Il giornalista australiano potrà ricorrere in appello contro l’ordine di estradizione negli Stati Uniti per l’accusa di spionaggio
L’Alta Corte di Londra ha deciso che Julian Assange potrà ricorrere nuovamente in appello e tentare di evitare l’estradizione negli Stati Uniti, dove rischia una condanna a 175 anni di carcere. Pensate, la violazione di una legge sullo spionaggio. Una legge liberticida approvata dal Congresso americano nel 1917. E tutto ciò, tra le spie che vendono segreti a paesi stranieri e giornalisti che decidono di fornire alle pubbliche opinioni mondiali informazioni per renderle più autonome. Questo ha fatto Julian Assange, fornire alla pubblica opinione mondiale notizie vere di pubblico interesse sulle schifezze fatte dal complesso industriale americano e dai governi americani. È una buona notizia quella di ieri, non era nemmeno scontata. Ma allo stesso tempo non dimentico che Assange lo hanno in parte già ammazzato.

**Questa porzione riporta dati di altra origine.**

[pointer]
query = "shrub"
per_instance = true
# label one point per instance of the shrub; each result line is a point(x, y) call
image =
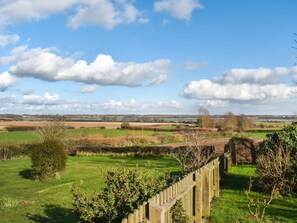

Dal 2012 non è più un cittadino libero, nonostante abbia soltanto fatto, e con grande qualità, il mestiere del giornalista. Ha passato 7 anni nell’Ambasciata dell’Ecuador – a Londra – per salvarsi fondamentalmente da una persecuzione. E poi, da oltre quattro anni, sta marcendo nel carcere di massima sicurezza di Belmarsh, la Guantanamo britannica. Pensate, ironia della sorte: l’uomo che c’ha permesso di conoscere i crimini commessi all’interno di Guantanamo, che marcisce nella Guantanamo inglese. Quello che possiamo fare oggi è seguire la vicenda e non smettere mai di parlare di Julian Assange. Perché la sua libertà…ha a che fare con la nostra stessa libertà.